Following the announcement in our launch blog, we are releasing Gemma 4 12B, a dense multimodal model with a unified, encoder-free architecture.
Gemma 4 12B introduces several milestones for local AI:
Traditional multimodal models rely on frozen, separate vision encoders (e.g., Gemma 4 uses a 150M parameter vision model for edge sizes and 550M for medium-sized models) and audio encoders (300M parameters for Gemma 4 E2B and E4B). Processing multimodal inputs with multiple separate encoders before feeding them to the LLM leads to increased latency and fragmented memory footprints.
Gemma 4 12B solves these issues by utilizing a single decoder-only transformer containing the same advanced decoder structure as the Gemma 4 31B Dense model.
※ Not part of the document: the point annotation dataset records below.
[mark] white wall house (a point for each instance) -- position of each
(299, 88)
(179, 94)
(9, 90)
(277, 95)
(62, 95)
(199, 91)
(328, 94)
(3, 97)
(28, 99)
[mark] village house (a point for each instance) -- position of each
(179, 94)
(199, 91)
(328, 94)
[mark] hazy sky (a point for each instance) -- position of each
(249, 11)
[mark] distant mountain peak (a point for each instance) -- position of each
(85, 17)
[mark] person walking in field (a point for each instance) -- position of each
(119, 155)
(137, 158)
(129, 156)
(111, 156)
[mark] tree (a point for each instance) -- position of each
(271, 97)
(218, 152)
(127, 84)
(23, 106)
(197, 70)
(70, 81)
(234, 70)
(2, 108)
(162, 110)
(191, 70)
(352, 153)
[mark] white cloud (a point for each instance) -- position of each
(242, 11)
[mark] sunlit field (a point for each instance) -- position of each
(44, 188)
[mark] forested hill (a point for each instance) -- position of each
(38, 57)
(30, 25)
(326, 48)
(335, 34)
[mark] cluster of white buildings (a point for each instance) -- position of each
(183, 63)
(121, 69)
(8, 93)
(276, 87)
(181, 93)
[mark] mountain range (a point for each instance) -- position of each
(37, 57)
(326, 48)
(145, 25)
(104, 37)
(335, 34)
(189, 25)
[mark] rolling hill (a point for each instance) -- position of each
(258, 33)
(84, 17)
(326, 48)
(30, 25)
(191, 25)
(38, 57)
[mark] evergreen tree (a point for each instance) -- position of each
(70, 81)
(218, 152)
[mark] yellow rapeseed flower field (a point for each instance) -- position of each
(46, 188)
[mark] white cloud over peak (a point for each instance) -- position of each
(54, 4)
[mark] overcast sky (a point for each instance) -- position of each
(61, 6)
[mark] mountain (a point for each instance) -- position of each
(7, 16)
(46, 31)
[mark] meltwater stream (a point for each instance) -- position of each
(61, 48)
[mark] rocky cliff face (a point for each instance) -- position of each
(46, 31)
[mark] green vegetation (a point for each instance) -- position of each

For a more in-depth overview of how this encoder-free architecture works, check out A Visual Guide to Gemma 4 12B.
Gemma 4 12B achieves outstanding performance, with capabilities such as automatic speech recognition, agentic reasoning, diarization, video understanding, coding, and more.
See below examples for a demonstration of the model's agentic and multimodal capabilities:
Thanks to its agentic and multimodal understanding capabilities, Gemma 4 12B can be easily used with existing agent harnesses like OpenCode. In this example, we served it locally using llama.cpp using the gemma-skills to code a Gradio app that helped the user process images. This app was powered by the same Gemma 4 12B model that built it!
We used Gemma 4 12B to analyse a part from the Google IO Keynote moment from May 19, specifically the 5 minutes between 00:15:32 and 00:20:45. To do that, we extracted all the frames of that segment (at 1 FPS), plus the prompt and the audio from the video:
Link to Youtube Video (visible only when JS is disabled)
Prompt:
"what happens when the man takes a selfie?"
When the man takes a "selfie" or is shown holding a smartphone in front of his face in these demonstration videos, it is a clever way to visually represent how the AI models can take existing media—like a personal photo or a video clip—and "reimagine" it. In these specific clips, the model is taking a selfie and using it as a base to generate various scenarios (like a person in a space station, or walking through a forest).
Essentially, the man is not actually taking a selfie; rather, he is acting out a visual metaphor for the AI's capability to take one specific input (a "selfie") and generate a whole world of new content based on it. This is part of the "Swap" and "Build worlds" demonstrations of the Gemini Omni model, showing its ability to perform complex, multi-modal reasoning and creative generation.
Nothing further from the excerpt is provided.